Посмотреть на беззаконные и справедливые дела человеческие [70],

…поглядеть на города, народы и на царей» (Plut. Reg. et imp. apophegm. Sc. min. 13).

Сципион терпеть не мог помпы и величественных церемоний. Он отправился как частный человек всего с несколькими друзьями, среди которых были Полибий и Панетий. Все иноземные цари с изумлением рассказывали, что этот знаменитейший римлянин одет совсем просто и его не сопровождает блестящая свита.

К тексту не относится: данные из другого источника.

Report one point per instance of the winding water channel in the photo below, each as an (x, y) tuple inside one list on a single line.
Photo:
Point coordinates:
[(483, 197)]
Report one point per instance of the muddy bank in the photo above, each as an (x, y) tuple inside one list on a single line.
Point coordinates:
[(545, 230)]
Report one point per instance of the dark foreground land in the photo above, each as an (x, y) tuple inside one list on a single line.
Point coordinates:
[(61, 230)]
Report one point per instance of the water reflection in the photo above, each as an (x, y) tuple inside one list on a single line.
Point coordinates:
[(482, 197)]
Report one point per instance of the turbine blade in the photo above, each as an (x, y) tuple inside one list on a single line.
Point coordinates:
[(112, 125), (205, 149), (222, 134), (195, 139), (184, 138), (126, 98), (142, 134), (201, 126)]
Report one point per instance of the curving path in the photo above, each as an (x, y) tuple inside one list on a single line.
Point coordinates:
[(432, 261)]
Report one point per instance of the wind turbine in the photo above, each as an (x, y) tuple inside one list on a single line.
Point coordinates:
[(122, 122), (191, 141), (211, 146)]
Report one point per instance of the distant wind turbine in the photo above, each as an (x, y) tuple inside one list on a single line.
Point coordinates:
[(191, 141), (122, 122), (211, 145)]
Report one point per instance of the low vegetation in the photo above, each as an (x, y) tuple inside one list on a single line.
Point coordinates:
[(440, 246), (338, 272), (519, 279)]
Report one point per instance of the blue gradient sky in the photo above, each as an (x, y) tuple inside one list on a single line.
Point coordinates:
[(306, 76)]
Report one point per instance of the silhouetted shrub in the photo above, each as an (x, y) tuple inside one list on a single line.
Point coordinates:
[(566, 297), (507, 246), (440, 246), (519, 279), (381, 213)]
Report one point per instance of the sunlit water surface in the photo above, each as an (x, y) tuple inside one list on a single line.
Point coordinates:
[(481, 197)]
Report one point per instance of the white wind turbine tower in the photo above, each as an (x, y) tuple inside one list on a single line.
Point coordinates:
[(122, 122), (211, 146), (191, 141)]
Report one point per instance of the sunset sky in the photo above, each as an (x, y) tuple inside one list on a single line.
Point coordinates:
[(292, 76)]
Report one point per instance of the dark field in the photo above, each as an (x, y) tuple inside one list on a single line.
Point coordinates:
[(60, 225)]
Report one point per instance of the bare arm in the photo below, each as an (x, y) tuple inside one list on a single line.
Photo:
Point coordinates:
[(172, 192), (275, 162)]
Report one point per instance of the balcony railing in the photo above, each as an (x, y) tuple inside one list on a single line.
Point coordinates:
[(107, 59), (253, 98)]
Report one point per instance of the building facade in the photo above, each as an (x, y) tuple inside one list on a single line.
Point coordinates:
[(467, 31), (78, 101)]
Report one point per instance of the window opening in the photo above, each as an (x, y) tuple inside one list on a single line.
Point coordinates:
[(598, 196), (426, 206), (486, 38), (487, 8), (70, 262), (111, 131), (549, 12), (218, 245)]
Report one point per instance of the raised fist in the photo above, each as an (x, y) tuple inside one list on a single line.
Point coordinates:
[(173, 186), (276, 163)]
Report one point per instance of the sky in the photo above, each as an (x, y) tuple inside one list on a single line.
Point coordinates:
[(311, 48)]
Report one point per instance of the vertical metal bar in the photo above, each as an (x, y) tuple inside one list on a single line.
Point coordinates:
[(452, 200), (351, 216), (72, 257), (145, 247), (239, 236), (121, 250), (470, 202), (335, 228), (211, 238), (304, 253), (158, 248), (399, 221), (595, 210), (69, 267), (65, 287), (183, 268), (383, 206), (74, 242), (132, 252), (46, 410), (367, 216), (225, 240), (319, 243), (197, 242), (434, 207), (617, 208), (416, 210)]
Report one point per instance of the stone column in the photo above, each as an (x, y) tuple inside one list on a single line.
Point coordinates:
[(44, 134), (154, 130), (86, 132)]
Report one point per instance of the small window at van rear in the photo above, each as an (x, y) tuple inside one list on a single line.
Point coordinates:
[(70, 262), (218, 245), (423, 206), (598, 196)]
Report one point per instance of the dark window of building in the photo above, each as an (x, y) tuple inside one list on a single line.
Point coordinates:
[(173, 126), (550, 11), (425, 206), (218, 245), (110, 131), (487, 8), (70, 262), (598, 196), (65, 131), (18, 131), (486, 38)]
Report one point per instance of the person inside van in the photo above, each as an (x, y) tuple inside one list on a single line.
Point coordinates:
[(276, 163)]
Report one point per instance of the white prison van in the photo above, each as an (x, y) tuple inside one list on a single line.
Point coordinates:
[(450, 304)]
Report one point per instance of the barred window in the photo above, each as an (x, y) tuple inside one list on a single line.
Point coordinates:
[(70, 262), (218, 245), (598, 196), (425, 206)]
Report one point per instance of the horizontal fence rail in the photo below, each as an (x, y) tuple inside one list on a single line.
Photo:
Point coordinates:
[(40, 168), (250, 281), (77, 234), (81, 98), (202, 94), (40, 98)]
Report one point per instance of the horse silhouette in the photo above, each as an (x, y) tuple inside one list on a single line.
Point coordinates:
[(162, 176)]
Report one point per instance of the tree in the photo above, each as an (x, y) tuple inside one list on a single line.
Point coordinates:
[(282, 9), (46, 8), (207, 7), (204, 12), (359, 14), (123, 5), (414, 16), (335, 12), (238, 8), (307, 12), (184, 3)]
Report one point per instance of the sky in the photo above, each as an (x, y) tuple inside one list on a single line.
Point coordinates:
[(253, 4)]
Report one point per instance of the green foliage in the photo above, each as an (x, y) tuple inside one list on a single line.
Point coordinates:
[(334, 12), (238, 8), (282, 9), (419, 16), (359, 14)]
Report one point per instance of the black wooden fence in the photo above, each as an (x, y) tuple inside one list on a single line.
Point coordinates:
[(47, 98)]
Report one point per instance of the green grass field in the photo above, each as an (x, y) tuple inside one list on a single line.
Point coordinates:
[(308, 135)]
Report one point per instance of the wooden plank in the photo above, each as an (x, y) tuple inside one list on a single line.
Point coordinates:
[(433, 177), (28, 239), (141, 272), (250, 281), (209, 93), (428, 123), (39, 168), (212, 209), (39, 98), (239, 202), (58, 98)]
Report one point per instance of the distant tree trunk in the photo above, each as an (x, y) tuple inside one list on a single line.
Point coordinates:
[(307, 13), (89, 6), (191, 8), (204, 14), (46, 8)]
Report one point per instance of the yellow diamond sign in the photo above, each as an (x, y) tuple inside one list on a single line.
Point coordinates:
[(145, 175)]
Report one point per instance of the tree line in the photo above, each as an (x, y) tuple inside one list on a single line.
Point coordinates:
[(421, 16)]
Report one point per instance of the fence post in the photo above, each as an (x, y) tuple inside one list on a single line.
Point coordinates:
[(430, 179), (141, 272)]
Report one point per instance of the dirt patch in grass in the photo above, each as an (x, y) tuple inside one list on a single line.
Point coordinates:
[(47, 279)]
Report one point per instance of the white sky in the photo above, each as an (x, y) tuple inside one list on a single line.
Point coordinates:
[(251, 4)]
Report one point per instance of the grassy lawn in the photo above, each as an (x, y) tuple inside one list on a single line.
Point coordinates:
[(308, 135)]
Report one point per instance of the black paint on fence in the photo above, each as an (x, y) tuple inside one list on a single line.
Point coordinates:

Первой страной, которую посетил Сципион, был Египет. Эта древняя колыбель цивилизации представляла тогда довольно плачевное зрелище. Там была полная неразбериха, каждый новый Птолемей был хуже предыдущего, а царствовавший в то время Птолемей VII Эвергет был чуть ли не самым худшим (Strab. XVII, 1, 8). Подданные называли его просто Фискон — Пузан. О нем рассказывали совершенно удивительные вещи. Он умудрился поразить даже своих привыкших ко всему подданных. Александрийцы часто восставали, и он «отдал народ в жертву солдатам и истреблял его» (Полибий). «Иноземным наемникам была дана свобода убивать, повсюду ежедневно струились потоки крови» (Юстин). Множество народу бежало и пряталось, так что Полибию казалось, что почти все эллины уже истреблены (Justin. XXXVIII, 8; Polyb. XXXIV, 14, 6). Но самый «замечательный» поступок царь совершил несколько позднее визита Сципиона. Его подданные очередной раз восстали, на сей раз успешно. Фискон бежал, а власть захватила жена царя, бывшая одновременно и его сестрой. Вскоре праздновали день рождения царицы. Пир шел горой, царило буйное веселье. Вдруг в пиршественную залу вошел посол. Он объявил, что принес государыне сюрприз, подарок от Птолемея, и положил на стол ларец. Подвыпившие гости обступили посла и, сгорая от любопытства, бросились открывать таинственный ларец. Сорвали завязки, открыли его… и застыли, как статуи. В ларце лежал разрезанный на куски и аккуратно упакованный царевич, маленький сын царицы… (Justin. XXXVIII, 8, 12–13; Liv. ер. 59).